Right now, Mayor Darrell Steinberg and the City Council have the power to change city policy, if not the law, to make the Sacramento Police Department more transparent and bring it into compliance with AB 931.
The key is a report from the recently revamped Sacramento Community Police Review Commission. In it, are dozens of policy recommendations that should be adopted by City Manager Howard Chan and Sacramento Police Chief Daniel Hahn at the urging of the mayor and the council.
“We aren’t that far,” Basim Elkarra, who serves as both president of the commission and on the police department’s internal use-of-force committee, told a member of The Bee’s editorial board.
The recommendations include requiring data to be collected on all incidents in which officers use force. The information would be shared with the public monthly and, among other things, would include what type of force was used; the time, date and location of each incident; any injuries or fatalities; and the demographics of the officers and suspects involved.
The report also includes a section pushing for the development of a long-term diversity and culture change plan — with measurable goals and outcomes to address institutionalized racism. The commission recommends compiling an annual report to show progress, particularly on officer recruitment goals, and a requirement for officers to take at least one ethnic studies course in college.

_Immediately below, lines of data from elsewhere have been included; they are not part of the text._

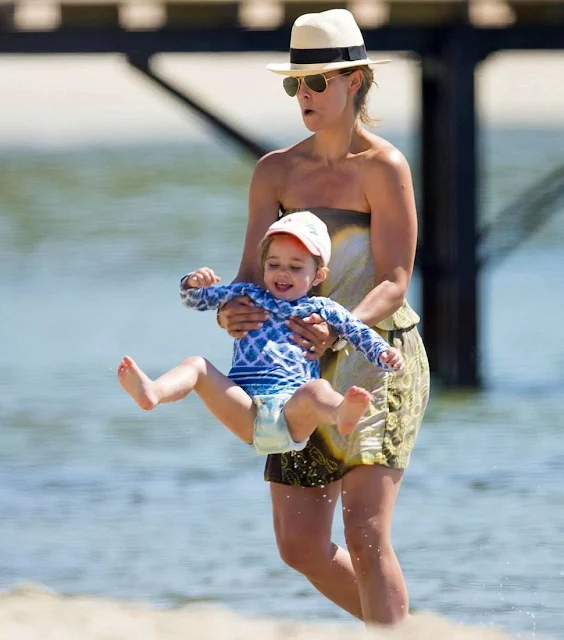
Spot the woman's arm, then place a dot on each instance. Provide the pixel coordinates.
(393, 234)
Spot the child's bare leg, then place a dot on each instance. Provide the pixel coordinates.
(317, 401)
(223, 398)
(170, 387)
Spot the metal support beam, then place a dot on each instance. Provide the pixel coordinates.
(252, 147)
(449, 220)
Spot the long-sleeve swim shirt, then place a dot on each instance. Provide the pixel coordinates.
(266, 360)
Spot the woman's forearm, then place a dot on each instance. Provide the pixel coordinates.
(380, 303)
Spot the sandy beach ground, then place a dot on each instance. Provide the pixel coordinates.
(62, 100)
(30, 613)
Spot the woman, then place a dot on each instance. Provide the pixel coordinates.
(361, 186)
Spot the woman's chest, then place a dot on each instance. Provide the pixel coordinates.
(341, 187)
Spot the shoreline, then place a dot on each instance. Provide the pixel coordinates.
(32, 612)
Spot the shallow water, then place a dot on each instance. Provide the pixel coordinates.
(167, 507)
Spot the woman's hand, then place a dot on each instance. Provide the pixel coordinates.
(203, 277)
(240, 316)
(312, 334)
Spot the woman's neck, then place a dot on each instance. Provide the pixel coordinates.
(333, 145)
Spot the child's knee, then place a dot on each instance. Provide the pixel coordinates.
(196, 362)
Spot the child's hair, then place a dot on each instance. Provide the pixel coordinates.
(264, 246)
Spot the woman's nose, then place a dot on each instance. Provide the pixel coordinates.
(303, 89)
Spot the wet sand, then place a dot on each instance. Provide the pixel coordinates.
(30, 612)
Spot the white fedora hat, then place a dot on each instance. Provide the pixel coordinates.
(324, 41)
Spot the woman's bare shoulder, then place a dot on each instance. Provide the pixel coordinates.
(380, 153)
(275, 165)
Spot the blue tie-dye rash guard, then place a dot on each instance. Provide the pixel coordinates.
(266, 361)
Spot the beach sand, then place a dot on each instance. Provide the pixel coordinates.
(29, 612)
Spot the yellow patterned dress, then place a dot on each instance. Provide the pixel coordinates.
(386, 434)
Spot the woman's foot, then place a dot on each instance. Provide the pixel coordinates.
(352, 408)
(137, 384)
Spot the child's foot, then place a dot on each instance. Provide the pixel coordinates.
(137, 384)
(350, 412)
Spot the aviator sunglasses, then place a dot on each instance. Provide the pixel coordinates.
(317, 82)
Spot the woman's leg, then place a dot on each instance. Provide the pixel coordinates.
(224, 399)
(316, 401)
(303, 519)
(369, 496)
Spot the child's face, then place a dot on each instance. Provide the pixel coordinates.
(289, 269)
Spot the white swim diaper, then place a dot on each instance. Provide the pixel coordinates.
(271, 433)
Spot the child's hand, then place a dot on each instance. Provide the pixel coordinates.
(393, 358)
(203, 277)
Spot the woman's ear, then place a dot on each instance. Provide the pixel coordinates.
(321, 274)
(355, 81)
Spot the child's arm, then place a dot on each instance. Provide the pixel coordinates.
(197, 292)
(370, 343)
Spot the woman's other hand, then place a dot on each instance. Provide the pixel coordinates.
(239, 316)
(312, 334)
(203, 277)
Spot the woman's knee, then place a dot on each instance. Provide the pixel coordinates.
(367, 538)
(303, 551)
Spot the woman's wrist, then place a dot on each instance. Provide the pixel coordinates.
(218, 318)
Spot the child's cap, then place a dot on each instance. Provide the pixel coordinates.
(308, 229)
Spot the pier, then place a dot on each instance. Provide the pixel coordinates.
(449, 37)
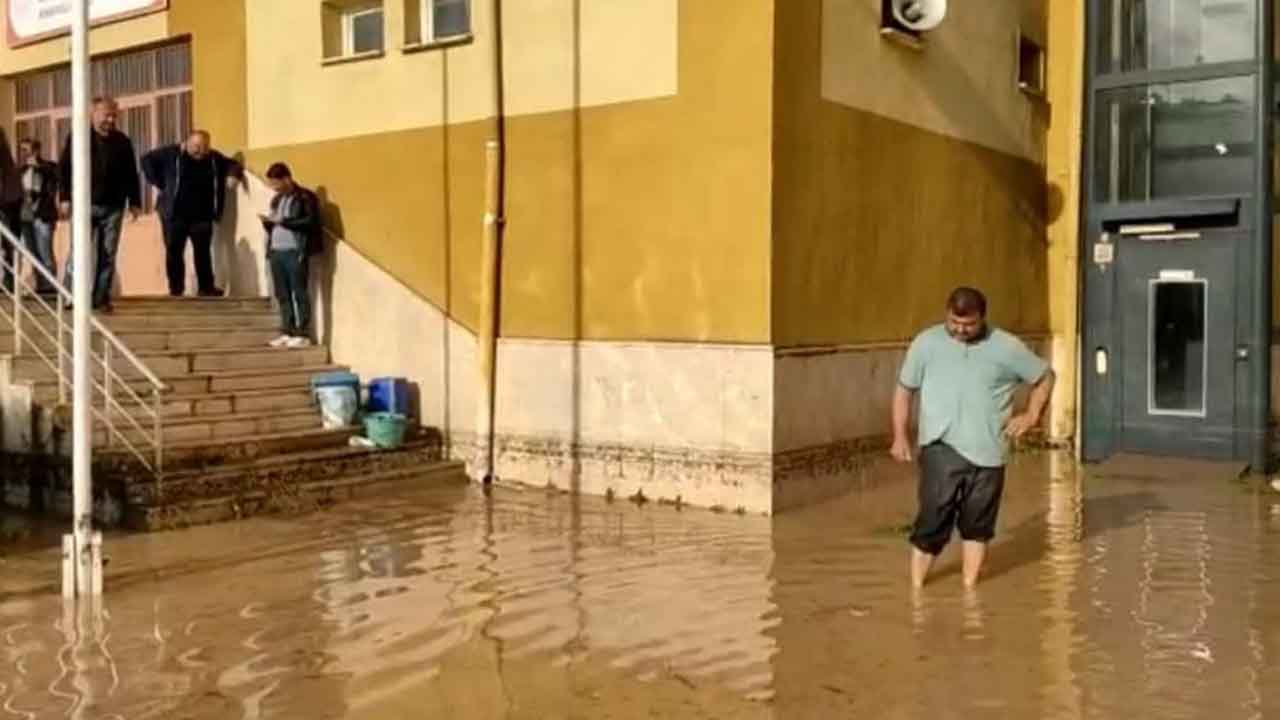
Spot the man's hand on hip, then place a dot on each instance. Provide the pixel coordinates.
(1019, 425)
(901, 450)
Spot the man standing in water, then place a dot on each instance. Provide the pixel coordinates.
(965, 374)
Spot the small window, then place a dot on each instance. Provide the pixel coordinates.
(429, 22)
(353, 28)
(896, 31)
(1031, 65)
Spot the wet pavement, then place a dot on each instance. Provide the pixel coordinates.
(1105, 597)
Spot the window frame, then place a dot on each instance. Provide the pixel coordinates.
(347, 24)
(1040, 87)
(426, 24)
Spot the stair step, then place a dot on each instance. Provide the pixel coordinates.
(151, 322)
(228, 402)
(209, 383)
(188, 340)
(187, 363)
(215, 427)
(293, 466)
(211, 454)
(145, 302)
(278, 497)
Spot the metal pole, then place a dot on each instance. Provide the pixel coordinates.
(82, 399)
(1260, 365)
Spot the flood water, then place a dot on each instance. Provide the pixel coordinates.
(1104, 598)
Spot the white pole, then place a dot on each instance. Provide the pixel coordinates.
(82, 405)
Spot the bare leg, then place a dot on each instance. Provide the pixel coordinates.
(920, 565)
(974, 555)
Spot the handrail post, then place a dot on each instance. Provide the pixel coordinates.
(159, 432)
(106, 393)
(62, 351)
(17, 299)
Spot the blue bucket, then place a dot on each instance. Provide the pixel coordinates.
(388, 395)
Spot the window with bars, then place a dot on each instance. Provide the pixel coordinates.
(152, 87)
(428, 22)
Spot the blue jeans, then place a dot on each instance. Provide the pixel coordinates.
(289, 274)
(106, 223)
(39, 238)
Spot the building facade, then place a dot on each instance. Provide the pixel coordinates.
(722, 220)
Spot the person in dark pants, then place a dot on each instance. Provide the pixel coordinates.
(10, 206)
(293, 233)
(192, 182)
(39, 214)
(115, 192)
(965, 374)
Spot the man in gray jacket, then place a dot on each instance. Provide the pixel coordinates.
(293, 233)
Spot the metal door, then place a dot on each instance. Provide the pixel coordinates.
(1176, 297)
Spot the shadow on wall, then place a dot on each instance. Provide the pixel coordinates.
(236, 263)
(325, 265)
(240, 240)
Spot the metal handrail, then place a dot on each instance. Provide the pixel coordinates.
(113, 346)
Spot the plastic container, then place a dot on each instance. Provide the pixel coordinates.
(385, 429)
(388, 395)
(336, 379)
(338, 406)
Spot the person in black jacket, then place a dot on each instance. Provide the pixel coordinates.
(115, 191)
(39, 214)
(10, 203)
(192, 182)
(293, 233)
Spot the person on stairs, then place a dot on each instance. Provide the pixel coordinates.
(39, 213)
(192, 181)
(115, 191)
(293, 233)
(10, 203)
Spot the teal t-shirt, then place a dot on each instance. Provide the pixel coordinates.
(967, 390)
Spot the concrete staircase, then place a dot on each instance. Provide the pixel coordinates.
(241, 432)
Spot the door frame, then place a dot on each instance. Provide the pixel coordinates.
(1100, 392)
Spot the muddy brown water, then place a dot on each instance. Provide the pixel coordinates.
(1105, 598)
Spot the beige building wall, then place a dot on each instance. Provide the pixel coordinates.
(624, 121)
(899, 174)
(108, 37)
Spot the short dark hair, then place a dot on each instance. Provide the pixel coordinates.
(967, 302)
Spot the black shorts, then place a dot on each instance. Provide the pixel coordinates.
(955, 493)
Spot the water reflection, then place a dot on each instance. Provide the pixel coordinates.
(1106, 598)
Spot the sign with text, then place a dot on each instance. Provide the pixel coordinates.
(32, 21)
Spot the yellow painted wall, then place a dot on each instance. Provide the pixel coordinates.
(396, 197)
(641, 214)
(666, 201)
(877, 218)
(218, 53)
(103, 39)
(961, 85)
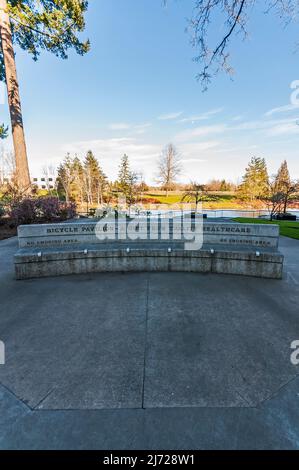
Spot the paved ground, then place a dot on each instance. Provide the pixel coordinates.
(153, 360)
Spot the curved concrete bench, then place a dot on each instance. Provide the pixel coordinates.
(62, 249)
(76, 261)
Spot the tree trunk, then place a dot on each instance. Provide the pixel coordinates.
(14, 102)
(285, 205)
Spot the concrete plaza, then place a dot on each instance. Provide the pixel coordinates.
(150, 360)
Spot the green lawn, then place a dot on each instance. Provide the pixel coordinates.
(287, 228)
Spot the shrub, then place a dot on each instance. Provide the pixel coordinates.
(48, 208)
(23, 212)
(40, 210)
(2, 211)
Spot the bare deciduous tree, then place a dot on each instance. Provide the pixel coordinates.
(232, 17)
(169, 167)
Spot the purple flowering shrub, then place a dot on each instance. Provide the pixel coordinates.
(41, 210)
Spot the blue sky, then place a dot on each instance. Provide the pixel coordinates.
(136, 91)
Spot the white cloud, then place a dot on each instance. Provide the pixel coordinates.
(123, 126)
(170, 116)
(109, 151)
(119, 126)
(201, 132)
(203, 116)
(284, 128)
(282, 109)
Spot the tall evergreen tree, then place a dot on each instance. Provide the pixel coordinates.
(96, 180)
(52, 25)
(3, 131)
(78, 190)
(284, 185)
(65, 177)
(256, 179)
(124, 175)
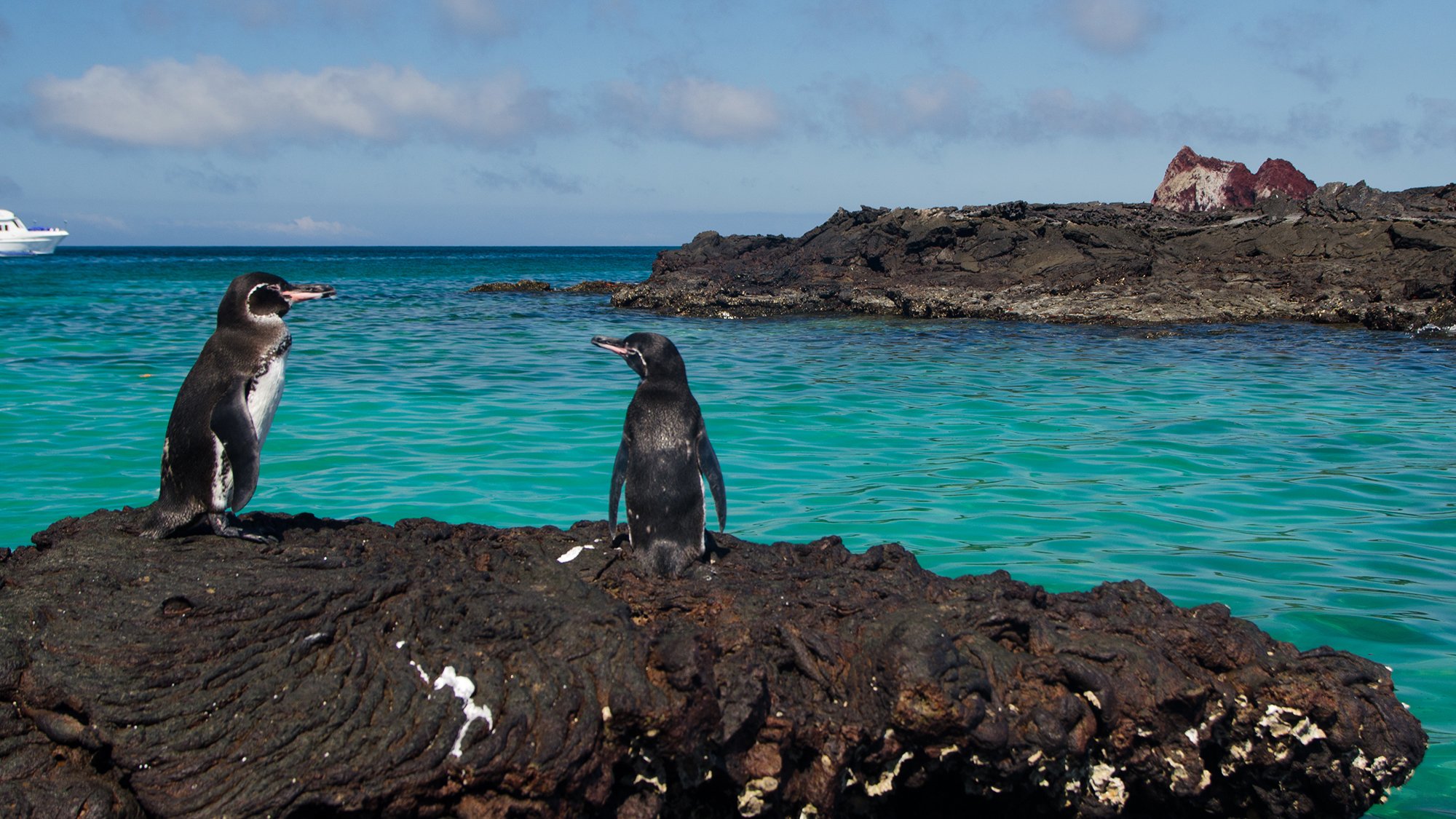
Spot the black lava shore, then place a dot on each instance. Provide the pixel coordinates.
(1349, 254)
(430, 669)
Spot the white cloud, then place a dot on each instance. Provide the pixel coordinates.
(1438, 126)
(1113, 27)
(309, 226)
(946, 106)
(210, 178)
(213, 104)
(100, 221)
(477, 18)
(529, 177)
(1059, 113)
(697, 110)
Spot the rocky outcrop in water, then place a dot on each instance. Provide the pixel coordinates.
(593, 286)
(1196, 183)
(432, 669)
(1349, 254)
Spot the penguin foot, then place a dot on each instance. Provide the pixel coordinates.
(223, 529)
(711, 548)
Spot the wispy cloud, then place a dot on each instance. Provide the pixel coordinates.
(946, 106)
(695, 110)
(1113, 27)
(308, 226)
(101, 221)
(213, 104)
(210, 178)
(1438, 126)
(1061, 113)
(1381, 139)
(475, 18)
(528, 177)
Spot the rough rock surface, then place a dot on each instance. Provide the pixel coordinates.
(432, 669)
(1196, 183)
(1349, 254)
(593, 286)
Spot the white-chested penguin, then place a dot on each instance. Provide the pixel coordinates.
(222, 414)
(665, 449)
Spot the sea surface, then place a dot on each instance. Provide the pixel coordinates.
(1302, 475)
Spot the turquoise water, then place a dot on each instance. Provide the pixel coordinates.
(1304, 475)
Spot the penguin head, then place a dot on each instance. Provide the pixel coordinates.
(263, 296)
(647, 353)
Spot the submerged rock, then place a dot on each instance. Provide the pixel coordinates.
(433, 669)
(1348, 254)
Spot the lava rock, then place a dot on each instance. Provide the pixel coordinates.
(523, 286)
(593, 286)
(1348, 254)
(433, 669)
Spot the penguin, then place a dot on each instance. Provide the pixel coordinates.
(665, 449)
(223, 411)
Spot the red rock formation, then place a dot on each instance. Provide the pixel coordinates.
(1202, 183)
(1279, 177)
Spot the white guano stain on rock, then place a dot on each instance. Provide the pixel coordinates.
(1106, 786)
(887, 780)
(464, 688)
(751, 802)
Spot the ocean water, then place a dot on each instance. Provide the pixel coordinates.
(1302, 475)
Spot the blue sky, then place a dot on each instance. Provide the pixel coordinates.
(641, 123)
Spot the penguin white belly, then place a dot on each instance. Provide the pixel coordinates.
(266, 395)
(222, 477)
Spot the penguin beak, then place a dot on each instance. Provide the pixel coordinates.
(306, 292)
(615, 344)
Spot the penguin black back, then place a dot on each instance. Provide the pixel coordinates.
(665, 449)
(222, 414)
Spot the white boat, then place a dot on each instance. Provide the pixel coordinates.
(20, 241)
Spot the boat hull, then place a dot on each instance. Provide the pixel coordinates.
(31, 245)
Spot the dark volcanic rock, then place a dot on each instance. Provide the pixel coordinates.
(1348, 254)
(523, 286)
(426, 669)
(595, 286)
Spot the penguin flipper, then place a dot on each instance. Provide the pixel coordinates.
(708, 464)
(234, 426)
(620, 475)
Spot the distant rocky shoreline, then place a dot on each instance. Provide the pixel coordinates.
(1346, 254)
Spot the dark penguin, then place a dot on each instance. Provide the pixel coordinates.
(665, 448)
(221, 419)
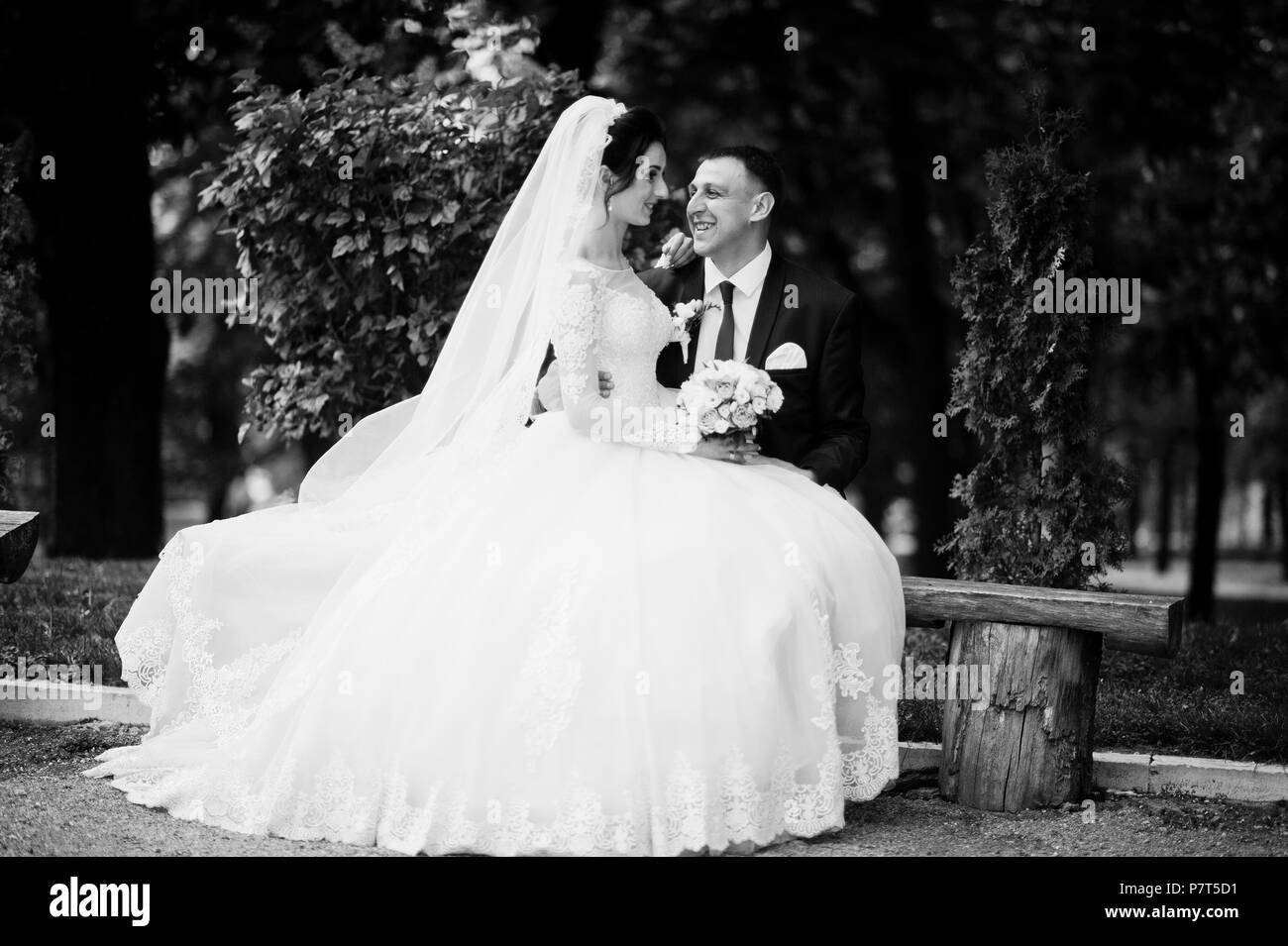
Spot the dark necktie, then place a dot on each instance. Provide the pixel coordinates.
(724, 340)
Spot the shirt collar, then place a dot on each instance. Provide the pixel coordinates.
(748, 278)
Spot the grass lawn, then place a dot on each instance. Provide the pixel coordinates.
(65, 610)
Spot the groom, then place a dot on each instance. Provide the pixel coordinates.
(800, 327)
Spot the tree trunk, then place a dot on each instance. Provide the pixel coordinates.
(914, 264)
(1030, 745)
(1163, 554)
(95, 259)
(1211, 435)
(1282, 489)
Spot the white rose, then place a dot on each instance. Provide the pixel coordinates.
(743, 416)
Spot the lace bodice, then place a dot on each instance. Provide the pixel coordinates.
(606, 319)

But the biggest hurdle for Sacramento in this report? The recommendation for changing the police department’s use-of-force policy to only allow officers to use deadly force when necessary, or when reasonable alternatives have been exhausted or aren’t feasible.
If this sounds like a no-brainer, it should be. Preserving human life should always be the goal.
But fearing more lawsuits and criminal charges being filed against officers, police unions have been fighting such changes up and down the state, starting with AB 931 at the Capitol.
Now, Sacramento instructs its officers to “continually evaluate all reasonable and readily available force options to apprehend or subdue and individual” before resorting to deadly force. And that is an improvement over the previous standard.
It was only in 2016, after the public erupted in anger over the fatal police shooting of Joseph Mann in Del Paso Heights, that the City Council adopted an ordinance mandating the speedy release of body camera footage, and instructed the department to implement policies aimed at de-escalation and adopt a provision that stresses the “sanctity of life is inviolable.”
Clearly, that isn’t enough, though.
Activists with Black Lives Matter have seized on the case of 19-year-old Darell Richards, who was killed in September by SWAT officers in a Curtis Park backyard after, police say, he ignored orders to drop his weapon. Problem is, the weapon turned out to be a pellet gun and the body camera of the officer who shot him was turned off, violating department policy.
Overall, though, the Sacramento Police Department is moving in direction of greater transparency and accountability under Hahn — even if it’s not happening fast enough. Steinberg says he hopes to hold a public workshop with Chief Hahn on the commission’s recommendations soon after the Nov. 6 election.
“It’s good the commission stokes debate around these issues,” he told a member of The Bee’s editorial board, zeroing in on the recommendations about recruitment, rather than those on use of force.
Debate is one thing. But without action, talk is cheap.